If I have the picture right it seems clear that the gradient of $u_\epsilon$ is $\nabla u_\epsilon(x)=-\frac1\epsilon\frac x{|x|}$ or something like that in $A_\epsilon$, $0$ elsewhere. So it seems clear that $\mu_\epsilon\to\lambda$, where $d\lambda=-n(x)\,dH$ (where $n$ is the outward unit normal on the sphere and $H$ is surface area on the sphere), which certainly appears to be ac wrt $H$.
Of course that could be all wrong, it's just my first impression. But note that the various things I say "seem clear" seem clear to me based on my picture of what $\mu_\epsilon$ actually is, not because of any general principle analogous to what you ask about in the original version of the question!
As a general rule, if they assert P and you don't see why P holds you might be better off actually stating what they actually assert and asking why it holds, instead of sort of guessing that they seem to be saying that P follows from Q and asking whether Q implies P.
Second edit: Two things.
(i) A conjecture regarding the sort of "soft" or "abstract" argument the authors might have had in mind: It's easy tp see that $||\mu_\epsilon||$ is bounded. And $\mu_\epsilon$ has a certain sort of rotational symmetry (which I'm not going to try to define precisely; this isn't my argument after all); hence any weak limit $\lambda$ must have the same symmetry. It's clear that $\lambda$ must be supported on $S=\{|x|=1\}$, since the support of $\mu_\epsilon$ shrinks to $S$, and the only vector-valued measure on $S$ with that symmetry is $cn\,dH$.
That's pretty vague; I'm not going to try to make it more precise, since it's just my guess regarding sort of what the authors may have had in mind. But:
(ii) Why it seems clear to me that $\mu_\epsilon$ simply does converge to what I say it does:
First, in general if $u$ is a radial function, $$u(x)=\phi(|x|),$$then $$\nabla u(x)=\phi'(|x|)\frac x{|x|}.$$("Advanced calculus": $\nabla u$ is the directional derivative in the direction of greatest increase, which is to say in a direction orthogonal to the level sets of $u$...) Hence $\nabla u_\epsilon$ is what I say it is above.

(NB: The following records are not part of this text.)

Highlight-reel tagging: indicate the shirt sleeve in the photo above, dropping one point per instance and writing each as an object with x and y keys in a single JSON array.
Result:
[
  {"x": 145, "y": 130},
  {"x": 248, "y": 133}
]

Now assume $f\in C_c(\Bbb R^n)$ and integrate in polar coordinates:
$$\int_{\Bbb R^n}f(x)\nabla u_\epsilon(x)\,dx=\int_S\frac{-1}{\epsilon}\int_{1-\epsilon}^1f(r\xi)\xi r^{n-1}\,drdH(\xi).$$And since $f$ is continuous it's clear that $$\lim_{\epsilon\to0}\frac{-1}{\epsilon}\int_{1-\epsilon}^1f(r\xi)\xi r^{n-1}\,dr=-f(\xi)\xi,$$uniformly over $\xi\in S$.
("Polar coordinates": In general $$\int_{\Bbb R^n}g(x)\,dx=c_n\int_S\int_0^\infty g(r\xi)r^{n-1}\,drdH(\xi).$$Note that if $H$ is actual "surface area" on $S$, in particular not normalized to be a probability measure as is sometimes done in that formula, then $c_n=1$. See Folland Real Analysis or various other places.)
Best Answer
If $f$ is a bounded, measurable real function, and $\mu_n\to\mu$ in total variation, then $\int f \, d\mu_n\to \int f\, d\mu$. The reason is just that $f$ can be uniformly approximated by simple functions.
If $f$ is not bounded $\int f\, d\mu_n$ need not converge to $\int f\, d\mu$. For a counterexample, look at measures on the real line, let $\mu_n$ give $\{n\}$ probability $\frac1n$ and $\{0\}$ probability $1-\frac1n$, let $\mu$ give $\{0\}$ probability $1$, and let $f$ be the identity. Then $\mu_n\to\mu$ in total variation but, for all $n$, $\int f\, d\mu_n=1\ne \int f \,d\mu=0$.